Food and wine pairings with Bordeaux Blanc
Pairings that work perfectly with Bordeaux Blanc
Original food and wine pairings with Bordeaux Blanc
The Bordeaux Blanc of Winery Arsius matches generally quite well with dishes of pork, vegetarian or poultry such as recipes of the garbure, quiche without eggs or ham and cheese omelette.
Details and technical informations about Winery Arsius's Bordeaux Blanc.
Discover the grape variety: Babic
Powerful, structured reds with an ink-dark robe, firm tannins and a dense, sun-drenched palate of intense ripe blackfruit (blackberry, black cherry), plum, Mediterranean herbs, garrigue, spices and balsamic notes. Fine ageing potential. Star of great Dalmatian coast reds, mainly around Primošten, Šibenik and Skradin on karst soils. Native Croatian grape of Dalmatia, identity signature of the Adriatic littoral.

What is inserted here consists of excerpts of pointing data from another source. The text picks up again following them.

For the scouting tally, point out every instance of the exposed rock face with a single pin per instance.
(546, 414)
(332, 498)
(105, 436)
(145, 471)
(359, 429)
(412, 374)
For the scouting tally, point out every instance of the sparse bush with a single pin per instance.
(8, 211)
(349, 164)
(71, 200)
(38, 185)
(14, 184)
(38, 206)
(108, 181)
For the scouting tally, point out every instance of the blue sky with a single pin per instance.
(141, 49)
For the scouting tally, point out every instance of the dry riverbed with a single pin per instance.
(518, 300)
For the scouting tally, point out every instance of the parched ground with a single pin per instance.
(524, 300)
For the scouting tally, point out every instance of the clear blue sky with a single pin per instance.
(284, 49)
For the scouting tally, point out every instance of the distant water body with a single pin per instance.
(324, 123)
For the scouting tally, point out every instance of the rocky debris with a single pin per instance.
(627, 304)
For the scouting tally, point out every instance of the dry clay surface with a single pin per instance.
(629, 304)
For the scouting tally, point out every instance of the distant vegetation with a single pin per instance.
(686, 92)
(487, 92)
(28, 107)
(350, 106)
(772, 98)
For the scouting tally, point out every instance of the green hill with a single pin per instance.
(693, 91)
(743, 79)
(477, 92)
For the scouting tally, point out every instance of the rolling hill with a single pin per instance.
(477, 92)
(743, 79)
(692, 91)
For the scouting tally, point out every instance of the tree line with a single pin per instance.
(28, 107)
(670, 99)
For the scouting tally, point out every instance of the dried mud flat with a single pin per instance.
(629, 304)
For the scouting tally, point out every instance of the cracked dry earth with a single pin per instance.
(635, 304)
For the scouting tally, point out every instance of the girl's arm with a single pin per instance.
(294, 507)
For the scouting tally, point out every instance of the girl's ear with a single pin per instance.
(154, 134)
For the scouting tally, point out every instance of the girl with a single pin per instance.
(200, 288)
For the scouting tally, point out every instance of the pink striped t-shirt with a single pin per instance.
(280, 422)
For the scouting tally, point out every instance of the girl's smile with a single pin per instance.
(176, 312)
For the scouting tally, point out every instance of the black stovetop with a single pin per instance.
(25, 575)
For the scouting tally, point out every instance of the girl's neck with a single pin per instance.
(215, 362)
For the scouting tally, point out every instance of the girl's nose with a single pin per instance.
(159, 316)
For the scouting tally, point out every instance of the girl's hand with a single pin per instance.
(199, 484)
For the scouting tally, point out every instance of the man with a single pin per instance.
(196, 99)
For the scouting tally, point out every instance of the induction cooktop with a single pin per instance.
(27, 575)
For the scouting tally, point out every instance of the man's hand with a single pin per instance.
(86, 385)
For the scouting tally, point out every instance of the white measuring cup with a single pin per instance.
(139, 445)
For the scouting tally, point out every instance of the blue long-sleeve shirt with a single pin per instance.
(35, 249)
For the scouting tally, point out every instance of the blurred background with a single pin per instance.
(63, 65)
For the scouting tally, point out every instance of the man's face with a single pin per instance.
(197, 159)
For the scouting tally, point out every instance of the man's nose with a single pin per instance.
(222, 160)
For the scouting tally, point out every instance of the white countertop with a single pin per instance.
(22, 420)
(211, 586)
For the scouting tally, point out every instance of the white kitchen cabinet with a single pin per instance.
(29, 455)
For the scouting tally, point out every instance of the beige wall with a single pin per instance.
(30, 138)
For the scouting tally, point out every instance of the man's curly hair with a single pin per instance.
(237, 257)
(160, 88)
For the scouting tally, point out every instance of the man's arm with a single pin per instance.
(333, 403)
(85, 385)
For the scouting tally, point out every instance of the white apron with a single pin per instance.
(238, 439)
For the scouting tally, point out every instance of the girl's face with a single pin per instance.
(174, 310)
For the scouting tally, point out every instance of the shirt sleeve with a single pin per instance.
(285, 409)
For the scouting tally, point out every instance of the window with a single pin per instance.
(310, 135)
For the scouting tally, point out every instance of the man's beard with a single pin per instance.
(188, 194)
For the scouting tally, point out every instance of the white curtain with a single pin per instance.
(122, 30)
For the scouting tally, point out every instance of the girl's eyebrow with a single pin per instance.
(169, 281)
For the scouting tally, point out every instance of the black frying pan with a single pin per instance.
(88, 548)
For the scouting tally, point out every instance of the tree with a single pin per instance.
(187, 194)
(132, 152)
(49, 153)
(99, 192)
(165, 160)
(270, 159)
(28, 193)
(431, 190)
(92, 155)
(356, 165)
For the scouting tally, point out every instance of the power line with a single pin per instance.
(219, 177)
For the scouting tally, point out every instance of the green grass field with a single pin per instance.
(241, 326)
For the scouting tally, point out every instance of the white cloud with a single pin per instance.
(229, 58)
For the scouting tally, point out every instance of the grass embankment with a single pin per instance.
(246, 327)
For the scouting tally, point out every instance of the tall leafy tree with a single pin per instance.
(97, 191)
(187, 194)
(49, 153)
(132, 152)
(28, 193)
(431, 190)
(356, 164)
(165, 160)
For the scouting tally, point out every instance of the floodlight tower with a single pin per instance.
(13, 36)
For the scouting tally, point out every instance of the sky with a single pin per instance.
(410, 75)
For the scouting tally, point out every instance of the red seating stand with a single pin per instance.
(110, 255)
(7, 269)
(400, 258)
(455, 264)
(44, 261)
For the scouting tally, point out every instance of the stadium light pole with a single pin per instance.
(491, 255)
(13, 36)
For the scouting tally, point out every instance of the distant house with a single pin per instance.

Last vintages of this wine
The best vintages of Bordeaux Blanc from Winery Arsius are 2012, 2014
Informations about the Winery Arsius
The Winery Arsius is one of of the world's greatest estates. It offers 6 wines for sale in the of Bordeaux to come and discover on site or to buy online.
The wine region of Bordeaux
World-renowned age-worthy reds, led by round Merlot (plum, black fruit) or firm Cabernet Sauvignon (blackcurrant, cedar, graphite), blended with Cabernet Franc and Petit Verdot for tannic structure. Structured Médoc and Graves, velvety Saint-Émilion and Pomerol. Also crisp dry whites (Sauvignon/Sémillon) and opulent sweet Sauternes with honey and candied fruit. A 110,000 ha Gironde vineyard, 65 appellations, cradle of the 1855 classified growths.
The word of the wine: Stirring
In the traditional method, the operation aims to bring the deposits against the cork by the movement of the bottles placed on desks. The stirring can be manual or mechanical (using gyropalettes).